Thief admits to heist involving Sweden's royal crown jewels
Jewels were found in a garbage bin last week, months after thieves escaped by bicycle and motorboat
The main suspect in the theft of royal funeral artifacts from a Swedish cathedral confessed Friday to stealing them after his DNA was found on the items that were pulled out last week from a garbage bin north of Stockholm.
Swedish broadcaster SVT, reporting Friday from a Stockholm court, quoted the 22-year-old Swede as saying he cut himself when taking the two crowns and an orb from a display at the Strangnas Cathedral, west of the capital, on July 31.
Police say blood on two of the items, found Feb. 5, matched his DNA, but they have no clue as to why the jewels turned up when they did.
"I am the one who committed the theft," the defendant, who has not been publicly identified, said on the last day of the trial.

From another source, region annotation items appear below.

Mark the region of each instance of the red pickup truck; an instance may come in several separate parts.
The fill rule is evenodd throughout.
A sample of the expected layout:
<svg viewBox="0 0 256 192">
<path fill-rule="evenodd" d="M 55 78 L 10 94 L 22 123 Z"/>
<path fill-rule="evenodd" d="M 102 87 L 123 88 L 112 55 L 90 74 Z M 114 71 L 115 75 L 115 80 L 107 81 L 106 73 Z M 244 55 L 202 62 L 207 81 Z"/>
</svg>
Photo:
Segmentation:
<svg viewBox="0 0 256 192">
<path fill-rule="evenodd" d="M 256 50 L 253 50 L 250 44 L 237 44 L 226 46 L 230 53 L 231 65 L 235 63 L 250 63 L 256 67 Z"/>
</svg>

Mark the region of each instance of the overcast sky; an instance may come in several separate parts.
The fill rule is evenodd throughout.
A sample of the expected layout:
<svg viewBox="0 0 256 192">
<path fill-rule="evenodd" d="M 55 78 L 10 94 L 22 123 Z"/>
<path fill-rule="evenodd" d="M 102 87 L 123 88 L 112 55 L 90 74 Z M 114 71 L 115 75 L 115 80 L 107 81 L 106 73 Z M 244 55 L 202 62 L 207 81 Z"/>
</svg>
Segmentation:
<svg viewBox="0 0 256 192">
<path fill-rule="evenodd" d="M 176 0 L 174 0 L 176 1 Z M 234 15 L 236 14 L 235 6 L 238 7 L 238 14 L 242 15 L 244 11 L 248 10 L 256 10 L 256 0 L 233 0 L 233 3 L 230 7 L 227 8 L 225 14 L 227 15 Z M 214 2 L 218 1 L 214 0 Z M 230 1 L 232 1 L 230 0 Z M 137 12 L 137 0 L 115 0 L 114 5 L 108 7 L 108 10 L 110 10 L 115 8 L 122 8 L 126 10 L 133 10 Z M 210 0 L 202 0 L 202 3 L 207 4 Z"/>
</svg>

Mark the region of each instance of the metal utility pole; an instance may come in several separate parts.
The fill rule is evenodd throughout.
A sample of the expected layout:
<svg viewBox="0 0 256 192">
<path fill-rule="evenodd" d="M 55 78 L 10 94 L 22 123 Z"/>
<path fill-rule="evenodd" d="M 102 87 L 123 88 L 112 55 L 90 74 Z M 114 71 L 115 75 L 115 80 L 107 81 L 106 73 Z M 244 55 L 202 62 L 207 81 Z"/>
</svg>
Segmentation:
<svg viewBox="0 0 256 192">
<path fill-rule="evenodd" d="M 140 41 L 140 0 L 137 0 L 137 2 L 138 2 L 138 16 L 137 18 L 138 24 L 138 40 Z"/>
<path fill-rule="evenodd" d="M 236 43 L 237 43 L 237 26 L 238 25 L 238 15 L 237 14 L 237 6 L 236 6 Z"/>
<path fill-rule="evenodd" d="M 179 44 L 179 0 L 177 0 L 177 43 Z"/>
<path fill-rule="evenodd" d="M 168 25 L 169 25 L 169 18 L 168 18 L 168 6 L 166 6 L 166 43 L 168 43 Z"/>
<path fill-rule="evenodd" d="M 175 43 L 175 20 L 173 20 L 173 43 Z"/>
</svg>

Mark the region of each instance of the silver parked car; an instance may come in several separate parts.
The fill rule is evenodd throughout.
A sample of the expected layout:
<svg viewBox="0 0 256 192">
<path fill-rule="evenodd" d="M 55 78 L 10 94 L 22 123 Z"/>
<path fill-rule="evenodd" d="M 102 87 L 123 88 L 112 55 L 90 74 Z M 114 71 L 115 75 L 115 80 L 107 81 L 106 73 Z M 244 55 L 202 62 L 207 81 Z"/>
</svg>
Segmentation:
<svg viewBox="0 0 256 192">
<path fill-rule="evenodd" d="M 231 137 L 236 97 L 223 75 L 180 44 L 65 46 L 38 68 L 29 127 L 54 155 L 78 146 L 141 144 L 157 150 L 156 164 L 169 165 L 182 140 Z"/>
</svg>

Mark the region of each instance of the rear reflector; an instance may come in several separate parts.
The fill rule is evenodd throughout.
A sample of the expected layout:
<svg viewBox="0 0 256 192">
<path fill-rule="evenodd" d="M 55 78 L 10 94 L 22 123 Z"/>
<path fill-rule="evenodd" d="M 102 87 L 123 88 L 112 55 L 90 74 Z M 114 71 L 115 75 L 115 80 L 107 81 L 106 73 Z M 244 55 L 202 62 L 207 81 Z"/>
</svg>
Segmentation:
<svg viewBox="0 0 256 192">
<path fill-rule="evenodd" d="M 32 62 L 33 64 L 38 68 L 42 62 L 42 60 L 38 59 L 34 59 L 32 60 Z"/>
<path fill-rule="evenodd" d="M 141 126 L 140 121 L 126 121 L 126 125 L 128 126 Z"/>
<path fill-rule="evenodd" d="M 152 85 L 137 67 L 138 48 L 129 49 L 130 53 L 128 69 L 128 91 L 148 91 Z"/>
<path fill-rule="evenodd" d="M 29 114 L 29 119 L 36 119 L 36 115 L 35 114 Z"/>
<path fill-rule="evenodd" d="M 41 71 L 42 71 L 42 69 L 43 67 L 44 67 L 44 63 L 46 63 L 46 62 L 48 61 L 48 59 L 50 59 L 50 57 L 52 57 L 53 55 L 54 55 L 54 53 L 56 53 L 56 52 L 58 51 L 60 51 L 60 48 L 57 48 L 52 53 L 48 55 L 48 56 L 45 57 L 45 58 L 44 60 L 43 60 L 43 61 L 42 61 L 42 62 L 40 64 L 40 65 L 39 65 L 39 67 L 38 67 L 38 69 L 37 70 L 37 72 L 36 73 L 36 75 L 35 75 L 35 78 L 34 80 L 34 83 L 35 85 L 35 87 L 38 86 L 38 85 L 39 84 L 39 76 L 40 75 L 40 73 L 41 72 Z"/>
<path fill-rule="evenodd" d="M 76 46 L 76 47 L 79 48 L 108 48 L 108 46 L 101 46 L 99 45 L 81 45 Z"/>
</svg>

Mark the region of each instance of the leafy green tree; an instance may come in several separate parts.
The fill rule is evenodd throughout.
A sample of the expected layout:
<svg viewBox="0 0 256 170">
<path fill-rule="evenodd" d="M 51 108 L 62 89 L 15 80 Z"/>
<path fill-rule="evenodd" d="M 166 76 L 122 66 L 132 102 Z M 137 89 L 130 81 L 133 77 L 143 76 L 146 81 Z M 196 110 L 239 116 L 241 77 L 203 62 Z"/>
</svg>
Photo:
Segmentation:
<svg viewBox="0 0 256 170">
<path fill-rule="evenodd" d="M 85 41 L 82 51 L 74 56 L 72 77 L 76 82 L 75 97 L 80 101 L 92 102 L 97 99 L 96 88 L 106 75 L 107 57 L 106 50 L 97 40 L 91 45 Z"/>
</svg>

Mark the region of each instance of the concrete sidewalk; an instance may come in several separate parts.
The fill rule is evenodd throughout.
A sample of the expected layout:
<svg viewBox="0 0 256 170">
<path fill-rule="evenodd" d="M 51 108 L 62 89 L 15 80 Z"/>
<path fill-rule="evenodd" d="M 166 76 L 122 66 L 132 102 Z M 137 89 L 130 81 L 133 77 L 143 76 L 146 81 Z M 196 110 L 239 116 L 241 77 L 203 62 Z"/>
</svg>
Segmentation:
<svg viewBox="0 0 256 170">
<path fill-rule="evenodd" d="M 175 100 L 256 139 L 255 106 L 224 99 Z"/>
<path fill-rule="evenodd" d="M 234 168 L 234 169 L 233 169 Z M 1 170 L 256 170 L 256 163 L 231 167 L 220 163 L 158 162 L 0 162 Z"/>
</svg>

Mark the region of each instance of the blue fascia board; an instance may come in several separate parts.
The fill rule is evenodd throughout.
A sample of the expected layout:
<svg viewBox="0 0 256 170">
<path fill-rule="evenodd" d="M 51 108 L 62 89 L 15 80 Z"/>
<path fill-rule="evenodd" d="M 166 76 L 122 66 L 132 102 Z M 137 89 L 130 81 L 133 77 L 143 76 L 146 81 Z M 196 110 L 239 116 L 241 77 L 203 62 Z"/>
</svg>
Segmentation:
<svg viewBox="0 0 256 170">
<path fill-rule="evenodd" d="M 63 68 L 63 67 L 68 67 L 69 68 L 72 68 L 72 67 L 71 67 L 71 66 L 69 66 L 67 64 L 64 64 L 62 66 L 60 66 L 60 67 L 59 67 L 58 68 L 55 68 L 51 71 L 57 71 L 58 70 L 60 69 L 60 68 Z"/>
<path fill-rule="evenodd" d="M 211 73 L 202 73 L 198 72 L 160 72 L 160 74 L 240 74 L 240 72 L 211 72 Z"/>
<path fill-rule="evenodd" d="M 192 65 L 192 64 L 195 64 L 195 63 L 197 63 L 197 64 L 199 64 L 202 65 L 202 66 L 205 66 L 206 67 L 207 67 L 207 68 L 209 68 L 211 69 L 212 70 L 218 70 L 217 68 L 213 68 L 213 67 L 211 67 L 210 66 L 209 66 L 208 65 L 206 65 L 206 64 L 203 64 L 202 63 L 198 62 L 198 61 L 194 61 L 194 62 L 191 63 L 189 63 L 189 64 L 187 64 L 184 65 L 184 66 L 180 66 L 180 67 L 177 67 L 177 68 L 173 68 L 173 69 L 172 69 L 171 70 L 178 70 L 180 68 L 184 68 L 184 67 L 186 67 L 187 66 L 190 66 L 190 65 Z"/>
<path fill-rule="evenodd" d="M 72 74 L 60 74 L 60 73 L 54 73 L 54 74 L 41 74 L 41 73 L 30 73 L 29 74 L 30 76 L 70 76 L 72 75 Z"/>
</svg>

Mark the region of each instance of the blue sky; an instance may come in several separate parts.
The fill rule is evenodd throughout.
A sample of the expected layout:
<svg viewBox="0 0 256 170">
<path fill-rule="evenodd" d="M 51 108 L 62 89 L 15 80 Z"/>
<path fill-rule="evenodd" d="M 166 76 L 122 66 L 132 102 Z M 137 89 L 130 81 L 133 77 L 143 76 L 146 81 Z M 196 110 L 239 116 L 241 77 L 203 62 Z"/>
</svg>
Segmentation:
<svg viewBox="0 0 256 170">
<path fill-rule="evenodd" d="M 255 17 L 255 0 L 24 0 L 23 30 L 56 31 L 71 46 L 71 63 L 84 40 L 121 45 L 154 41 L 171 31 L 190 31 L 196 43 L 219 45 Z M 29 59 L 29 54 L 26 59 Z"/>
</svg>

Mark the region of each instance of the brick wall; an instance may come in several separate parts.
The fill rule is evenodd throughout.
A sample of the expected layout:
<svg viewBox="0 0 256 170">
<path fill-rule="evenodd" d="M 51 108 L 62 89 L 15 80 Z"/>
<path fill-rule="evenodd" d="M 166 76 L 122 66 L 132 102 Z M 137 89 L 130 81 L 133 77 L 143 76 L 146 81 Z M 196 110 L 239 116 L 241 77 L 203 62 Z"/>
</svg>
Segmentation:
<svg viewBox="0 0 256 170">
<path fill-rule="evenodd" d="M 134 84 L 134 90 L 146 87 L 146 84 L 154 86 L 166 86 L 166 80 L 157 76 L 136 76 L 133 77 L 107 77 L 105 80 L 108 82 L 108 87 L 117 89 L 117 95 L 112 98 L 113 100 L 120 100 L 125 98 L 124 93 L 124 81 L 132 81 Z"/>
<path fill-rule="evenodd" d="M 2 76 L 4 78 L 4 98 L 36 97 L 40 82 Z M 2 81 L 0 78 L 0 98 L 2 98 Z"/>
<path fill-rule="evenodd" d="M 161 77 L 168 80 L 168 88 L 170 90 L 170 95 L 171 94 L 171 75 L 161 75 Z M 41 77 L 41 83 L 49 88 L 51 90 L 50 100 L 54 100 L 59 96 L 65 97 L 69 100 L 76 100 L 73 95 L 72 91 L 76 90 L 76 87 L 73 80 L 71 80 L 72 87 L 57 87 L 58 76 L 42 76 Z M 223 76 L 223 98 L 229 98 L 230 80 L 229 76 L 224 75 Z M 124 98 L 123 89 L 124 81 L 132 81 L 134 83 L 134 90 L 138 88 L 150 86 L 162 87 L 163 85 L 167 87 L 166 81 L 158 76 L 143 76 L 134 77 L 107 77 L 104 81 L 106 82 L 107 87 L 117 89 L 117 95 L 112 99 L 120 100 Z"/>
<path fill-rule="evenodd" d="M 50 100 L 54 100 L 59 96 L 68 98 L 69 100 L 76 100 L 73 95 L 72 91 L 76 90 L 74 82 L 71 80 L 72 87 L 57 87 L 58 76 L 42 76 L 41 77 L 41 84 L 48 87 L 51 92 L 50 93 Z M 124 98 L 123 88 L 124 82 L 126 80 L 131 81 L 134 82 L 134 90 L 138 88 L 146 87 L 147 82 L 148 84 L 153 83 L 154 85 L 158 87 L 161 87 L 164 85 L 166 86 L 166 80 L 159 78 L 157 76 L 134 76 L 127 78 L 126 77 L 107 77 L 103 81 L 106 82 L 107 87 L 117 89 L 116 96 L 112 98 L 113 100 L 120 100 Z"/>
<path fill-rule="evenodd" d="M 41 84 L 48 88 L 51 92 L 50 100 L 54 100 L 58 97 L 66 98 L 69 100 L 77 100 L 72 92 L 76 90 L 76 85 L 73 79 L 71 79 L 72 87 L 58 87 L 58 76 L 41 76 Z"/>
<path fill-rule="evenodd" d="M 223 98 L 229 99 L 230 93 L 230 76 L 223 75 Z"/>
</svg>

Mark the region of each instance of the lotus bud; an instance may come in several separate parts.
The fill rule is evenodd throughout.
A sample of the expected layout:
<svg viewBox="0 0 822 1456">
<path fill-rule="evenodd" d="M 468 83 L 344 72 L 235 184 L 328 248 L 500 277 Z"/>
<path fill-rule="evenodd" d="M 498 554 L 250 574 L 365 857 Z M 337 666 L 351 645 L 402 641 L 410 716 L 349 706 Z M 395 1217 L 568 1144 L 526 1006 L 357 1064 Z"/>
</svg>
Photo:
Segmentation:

The heist made international headlines because the thieves got away from the red-brick church built between 1291 and 1340 on stolen bicycles and then fled by motorboat via the vast system of lakes west of Stockholm.
The items from 1611 that once belonged to King Karl IX and Queen Kristina are estimated to be worth 65 million kronor ($9.3 million Cdn). They are funeral regalia, which are placed inside or on top of a coffin to symbolize a deceased royal's identity and social ranking.
Prosecutor Isabelle Bjursten has asked that the suspect, who reportedly intended to sell the items, get six years in prison. He has remained mum as to who helped him but two more men have been detained in the case.
One is suspected of being involved in the return of the precious regalia, which were found in a garbage bin that was placed on top of a car, north of Stockholm.
Another person likely helped out in the heist and has been detained but not charged.
While some funeral regalia are kept in the cathedrals of Strangnas, Uppsala and Vasteras, the vast majority of Sweden's crown jewels are in vaults under the Royal Castle in Stockholm.